***
Setelah melaksanakan ujian tengah semester, siswa disibukkan dengan adanya class meeting yang melibatkan para guru dan siswa dalam berbagai perlombaan yang diadakan mulai dari cerdas cermat sampai fashion show.
Hari itu di kelas Rin. Semua siswa diwajibkan untuk membuat kue yang nanti akan dibagikan kepada semua guru. Maka dari itu, selepas pulang sekolah Rin pun meminta Bunda untuk mengajarkan dirinya membuat kue. Saat Rin sudah kelelahan dan tertidur, Bunda ternyata masih melanjutkan proses pembuatan kue dan merelakan tidak tidur hingga jam 3 pagi untuk menyelesaikannya.

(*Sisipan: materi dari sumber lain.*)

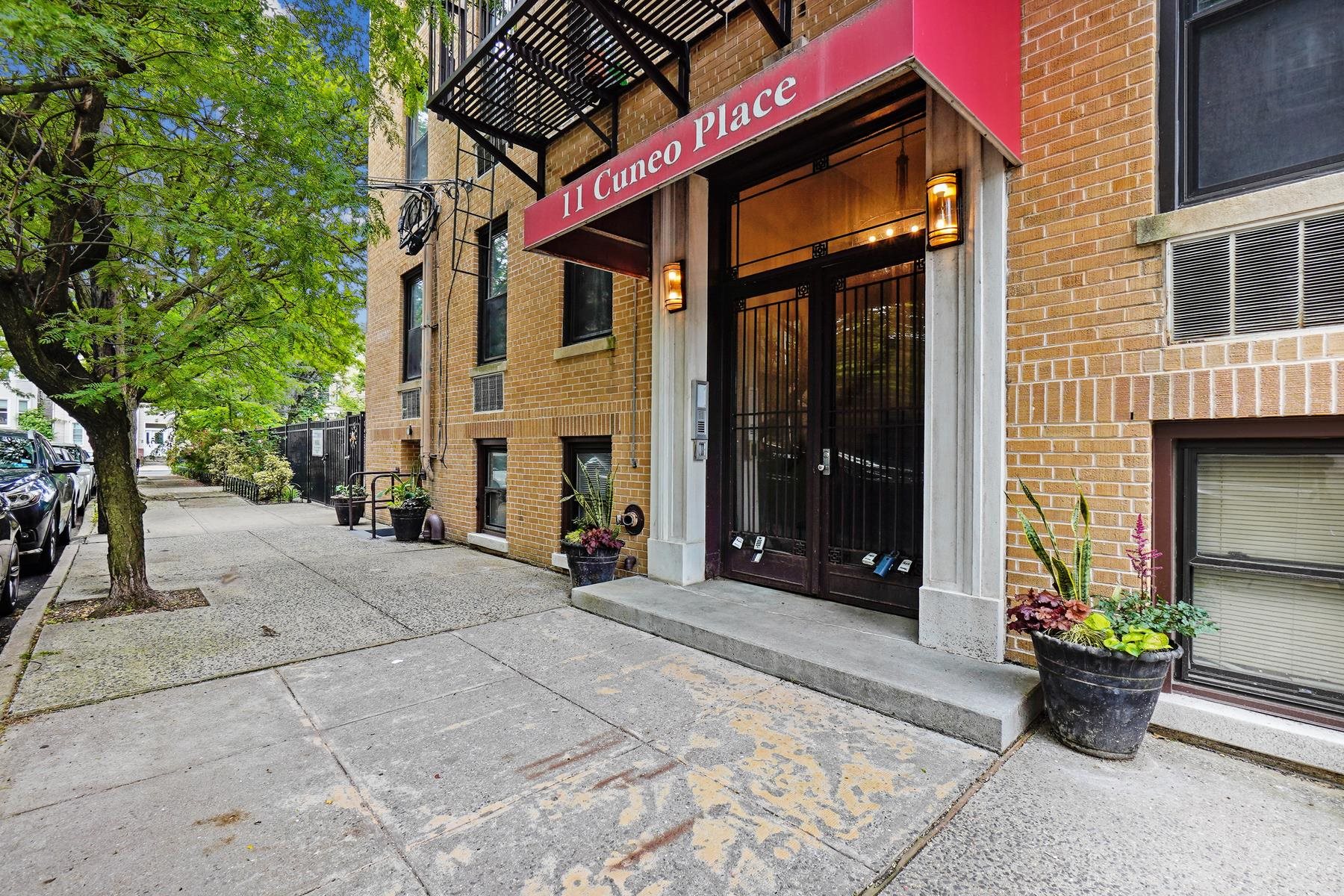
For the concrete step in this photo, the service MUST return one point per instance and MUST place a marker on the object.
(866, 657)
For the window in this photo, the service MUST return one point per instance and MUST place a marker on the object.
(488, 393)
(494, 292)
(417, 146)
(1253, 93)
(588, 302)
(410, 405)
(865, 193)
(588, 464)
(413, 317)
(494, 487)
(1261, 528)
(452, 42)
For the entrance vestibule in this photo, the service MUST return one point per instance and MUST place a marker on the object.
(819, 312)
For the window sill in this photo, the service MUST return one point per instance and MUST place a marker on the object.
(586, 347)
(487, 541)
(1283, 200)
(1289, 741)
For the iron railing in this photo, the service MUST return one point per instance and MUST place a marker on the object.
(242, 488)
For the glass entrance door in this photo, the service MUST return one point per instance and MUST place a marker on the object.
(826, 435)
(873, 494)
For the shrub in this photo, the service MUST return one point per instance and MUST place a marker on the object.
(273, 477)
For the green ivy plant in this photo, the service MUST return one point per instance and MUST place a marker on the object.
(1137, 641)
(408, 496)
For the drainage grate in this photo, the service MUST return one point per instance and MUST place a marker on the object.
(488, 393)
(1280, 277)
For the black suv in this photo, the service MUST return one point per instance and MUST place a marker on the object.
(37, 480)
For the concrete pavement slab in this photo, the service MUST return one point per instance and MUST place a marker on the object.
(650, 687)
(280, 820)
(1177, 820)
(428, 766)
(633, 824)
(82, 662)
(859, 781)
(550, 638)
(234, 519)
(324, 539)
(386, 877)
(62, 755)
(364, 682)
(441, 590)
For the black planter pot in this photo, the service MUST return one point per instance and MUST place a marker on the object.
(1100, 702)
(408, 523)
(591, 568)
(349, 512)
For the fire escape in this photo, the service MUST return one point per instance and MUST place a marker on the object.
(519, 73)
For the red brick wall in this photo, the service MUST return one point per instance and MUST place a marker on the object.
(1090, 364)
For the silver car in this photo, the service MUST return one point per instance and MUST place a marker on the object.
(85, 480)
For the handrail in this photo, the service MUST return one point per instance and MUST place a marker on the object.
(396, 476)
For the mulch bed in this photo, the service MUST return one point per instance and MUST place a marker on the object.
(105, 608)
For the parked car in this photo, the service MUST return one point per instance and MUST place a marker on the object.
(87, 480)
(40, 485)
(10, 553)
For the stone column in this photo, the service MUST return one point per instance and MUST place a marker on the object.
(961, 602)
(680, 348)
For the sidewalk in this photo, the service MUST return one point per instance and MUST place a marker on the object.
(538, 750)
(285, 570)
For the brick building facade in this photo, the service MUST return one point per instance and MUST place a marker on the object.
(1125, 308)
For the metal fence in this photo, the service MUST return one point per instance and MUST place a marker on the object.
(323, 453)
(242, 488)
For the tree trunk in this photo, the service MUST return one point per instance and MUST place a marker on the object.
(122, 508)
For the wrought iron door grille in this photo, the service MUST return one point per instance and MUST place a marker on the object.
(488, 393)
(410, 405)
(875, 425)
(771, 417)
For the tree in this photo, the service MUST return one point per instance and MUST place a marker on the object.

Keesokan harinya, Rin membawa kue bikinannya dengan senang dan berharap jika kuenya terpilih untuk disajikan pada guru. Namun, realitas terkadang tidak sesuai ekspektasi. Teman sekelasnya malah mencibir kue buatan Rin dan mengatakan jika kue itu tidak layak untuk dimakan karena tidak terjamin kualitasnya. Rin tentu sakit hati. Ia pun langsung bergegas pulang ke rumah sebelum sempat mengikuti class meeting sampai akhir.
Rin sebenarnya bukan orang yang mudah terbawa perasaan, tetapi ia sangat kecewa dengan perlakuan teman sekelas terhadapnya. Mereka terlalu memandang rendah Rin sampai tidak menghargai hasil jerih payah orang lain. Rin tidak masalah jika perkataan merendahkan itu ditujukan kepadanya, namun ia tidak terima jika menyangkut dengan bunda, apalagi bunda sampai begadang untuk menyelesaikan kue buatan Rin.
Tanpa sepengetahuan Rin, Cakra mengikuti kepergiannya, juga dengan menggunakan sepeda yang telah menemaninya beberapa waktu terakhir.
Gadis itu-Rin mengayuh sepedanya tanpa arah hanya berdasarkan sejauh mana pedal mampu dikayuh. Kadang ke kiri, kanan, atau hanya lurus di jalanan beraspal, namun sebisa mungkin tidak melenceng ke tengah jalan. Pikirannya masih melayang memikirkan kalimat yang akan ia ucapkan nanti kepada Bunda. Kenapa kuenya tidak habis? Apakah rasa kuenya tidak enak? Ataukah ada alasan lain atas pertanyaan yang akan diajukan oleh Bunda ketika melihat kue buatannya masih utuh tak tersentuh?
Huh...
Rin hanya bisa menghembuskan napas berkali-kali, berharap setiap benang kusut yang memenuhi pikirannya dapat terurai seiring karbondioksida yang dihembuskan keluar. Sama pikiran, begitu halnya dengan perasaan. Rin tidak bisa membayangkan bagaimana kecewanya bunda terhadapnya karena ia tidak bisa menyajikan kue tersebut pada guru-gurunya seperti rencana semula. Yah, itu masih lebih baik daripada rasa kecewa bunda jika mengetahui kue buatannya malah diperolok dan dianggap sebagai makanan yang tidak layak untuk dikonsumsi, pastinya Bunda akan merasa sangat sedih. Jika bunda sedih, otomatis Rin akan lebih sedih. Padahal, Rin menjamin seribu persen jika kue buatan bunda tidak kalah enak dan pastinya higienis untuk dikonsumsi, terbukti dengan banyaknya permintaan oleh pelanggan setia bunda. Sungguh, mereka belum beruntung bisa mencicipi rasa kastangel spesial Bunda.